Uploading photos from my hard drives and re-editing a lot of them is like going through a roller coaster of emotions.
First of course there's the excitement of finding something I thought lost. I'm not always good with indexing and backing up spot news events work. I need to pull the 10 or 15 good photos from something and then send them off to the wire as soon as I can. Often the little moments - the ones that would be great in a longer photo essay don't make it to the edit... so I don't even really see those at all until I do I have a slow work period like I'm having now.

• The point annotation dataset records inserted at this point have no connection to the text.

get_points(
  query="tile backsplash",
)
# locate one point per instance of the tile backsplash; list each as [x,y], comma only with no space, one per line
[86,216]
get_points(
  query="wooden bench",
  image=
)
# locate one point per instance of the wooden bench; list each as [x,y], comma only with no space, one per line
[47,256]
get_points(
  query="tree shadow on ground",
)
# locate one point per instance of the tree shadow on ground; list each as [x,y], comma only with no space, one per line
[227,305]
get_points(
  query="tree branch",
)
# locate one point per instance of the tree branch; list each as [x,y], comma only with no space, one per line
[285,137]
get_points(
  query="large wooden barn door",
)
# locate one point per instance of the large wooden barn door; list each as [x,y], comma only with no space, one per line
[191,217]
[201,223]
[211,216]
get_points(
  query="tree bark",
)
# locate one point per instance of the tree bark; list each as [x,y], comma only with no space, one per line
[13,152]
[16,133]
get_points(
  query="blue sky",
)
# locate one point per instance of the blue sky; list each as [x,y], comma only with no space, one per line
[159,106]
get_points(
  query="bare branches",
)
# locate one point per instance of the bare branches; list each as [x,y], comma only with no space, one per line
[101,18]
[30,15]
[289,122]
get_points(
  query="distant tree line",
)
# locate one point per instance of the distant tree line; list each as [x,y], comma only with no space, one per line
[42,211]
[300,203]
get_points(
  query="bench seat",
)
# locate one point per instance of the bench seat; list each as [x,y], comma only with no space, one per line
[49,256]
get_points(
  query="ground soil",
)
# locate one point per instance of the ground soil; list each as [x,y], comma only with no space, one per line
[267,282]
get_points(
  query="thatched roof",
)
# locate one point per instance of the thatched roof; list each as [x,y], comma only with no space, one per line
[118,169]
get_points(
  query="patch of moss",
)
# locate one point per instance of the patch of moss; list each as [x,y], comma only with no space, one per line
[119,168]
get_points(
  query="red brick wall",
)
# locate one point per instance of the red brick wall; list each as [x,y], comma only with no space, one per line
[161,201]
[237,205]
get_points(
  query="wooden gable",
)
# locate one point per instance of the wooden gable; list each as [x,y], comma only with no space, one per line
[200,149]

Second there's the "DAMN" I wish I had the equipment I have now to shoot this event! Just thinking about how much better the D600 with the Sigma 35mm 1.4 would have done in this low light situation pains me to no end. Back in 2005 I traveled over 10,000 miles around the country with a Nikon film camera and a Nikon D70. Some of the things that I photographed just simply don't exist anymore. The fact that they were shot with a 6mp camera and cheap Tamron lens that had a soft focus at 70mm... ugh. Just... ugh.
Third and finally there's shots like the one at the top of the blog. Just a frame I took before a gig, while waiting outside for the doors to open. Not anything amazing, in fact it's technically lacking. I should have shot it wider, and exposed for the sky, not the buildings. But it's a red flag for my memory.
That's one of the big reasons I got into photography professionally years ago. Mainly I was a researcher and a journalist, I had been photographing for years - in fact had gone to school for film and still photo. Out of college I got a job working for a journalist as a researcher and producer. So outside of maybe an occasional B-Camera shoot I didn't really have the chance to work as a shooter. Eventually I started to write and cover my own stories but as an awkward mostly phone and computer journalist I had a problem actually talking to people in person. Cameras provided me the reason to be there, and to talk to people.
Keeping the outtakes also allows me to remember other things. Like the the day that happened after this photo was taken. The photo itself isn't of the event just what happened right before.
And that's sort of what this photo this photo means to me. I wanted to be somewhere and having my Nikons around my neck gave me the excuse me to be there.